To the Editor:—
I read with interest the brief report by Dr. Al-Nabhani et al. 1on problems of monitoring end-tidal carbon dioxide in extremely low-birth-weight infants during perioperative period. For the monitoring of end-tidal carbon dioxide in neonates, I agree that it is necessary to sample alveolar gases to avoid the dilution of carbon dioxide by dead space created by ventilating devices such as the endotracheal tube adaptor, the Y-piece of the breathing circuit, and even the T-piece for carbon dioxide sampling, and it is necessary to insert a catheter into the endotracheal tube for sampling of alveolar gases.
For sampling of alveolar gases without using an endotracheal catheter, an endotracheal tube with end-tidal carbon dioxide monitoring port (Mallinckrodt Inc., St. Louis, MO) is available. As shown in figure 1, the lumen for end-tidal carbon dioxide sampling extends to near the distal end of endotracheal tube. The outside diameter of the 3.0-mm uncuffed tube with monitoring port is 4.5 mm, compared with 4.3 mm for a standard uncuffed tube. Although the endotracheal tube with monitoring port is slightly larger in size by 0.2 mm, the difference is negligible. I have never had any problems with endotracheal intubation. With use of this tube, one can avoid the insertion of the catheter into the endotracheal tube, and hence avoid related complications.

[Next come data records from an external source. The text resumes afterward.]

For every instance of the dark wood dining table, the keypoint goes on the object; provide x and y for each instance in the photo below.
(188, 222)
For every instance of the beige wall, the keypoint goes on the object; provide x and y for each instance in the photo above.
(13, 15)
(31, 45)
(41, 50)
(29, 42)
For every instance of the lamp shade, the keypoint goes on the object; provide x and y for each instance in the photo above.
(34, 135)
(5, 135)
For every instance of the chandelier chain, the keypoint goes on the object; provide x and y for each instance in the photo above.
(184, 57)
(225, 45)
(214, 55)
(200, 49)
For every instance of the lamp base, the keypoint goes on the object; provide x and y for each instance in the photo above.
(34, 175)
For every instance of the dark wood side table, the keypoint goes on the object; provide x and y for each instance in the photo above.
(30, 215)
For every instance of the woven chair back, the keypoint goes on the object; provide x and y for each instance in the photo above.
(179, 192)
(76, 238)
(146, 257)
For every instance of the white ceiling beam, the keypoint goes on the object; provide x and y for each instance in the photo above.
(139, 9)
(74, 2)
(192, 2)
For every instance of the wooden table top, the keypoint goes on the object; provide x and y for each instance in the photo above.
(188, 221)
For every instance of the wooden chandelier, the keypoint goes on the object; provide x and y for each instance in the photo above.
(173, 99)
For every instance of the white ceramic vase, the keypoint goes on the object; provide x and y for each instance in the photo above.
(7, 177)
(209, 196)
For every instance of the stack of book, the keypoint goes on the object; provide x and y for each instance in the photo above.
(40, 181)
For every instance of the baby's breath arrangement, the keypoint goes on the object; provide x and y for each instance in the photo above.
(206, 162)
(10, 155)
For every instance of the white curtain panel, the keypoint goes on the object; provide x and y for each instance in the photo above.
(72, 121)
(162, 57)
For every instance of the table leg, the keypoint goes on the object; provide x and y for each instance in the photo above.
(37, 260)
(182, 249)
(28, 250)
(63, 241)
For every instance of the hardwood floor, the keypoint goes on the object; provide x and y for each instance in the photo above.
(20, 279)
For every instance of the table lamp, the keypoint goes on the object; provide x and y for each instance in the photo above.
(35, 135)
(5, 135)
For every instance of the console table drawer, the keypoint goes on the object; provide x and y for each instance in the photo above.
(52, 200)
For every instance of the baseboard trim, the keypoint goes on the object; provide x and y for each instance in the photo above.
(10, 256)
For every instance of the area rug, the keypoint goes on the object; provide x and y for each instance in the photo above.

Fig. 1. A 3.0-mm uncuffed endotracheal tube with end-tidal carbon dioxide monitoring port. Methylene blue dye was injected into the end-tidal carbon dioxide monitoring port to visualize the separate lumen. The dye entered the main lumen of the endotracheal tube at the near distal end of tube.
Fig. 1. A 3.0-mm uncuffed endotracheal tube with end-tidal carbon dioxide monitoring port. Methylene blue dye was injected into the end-tidal carbon dioxide monitoring port to visualize the separate lumen. The dye entered the main lumen of the endotracheal tube at the near distal end of tube.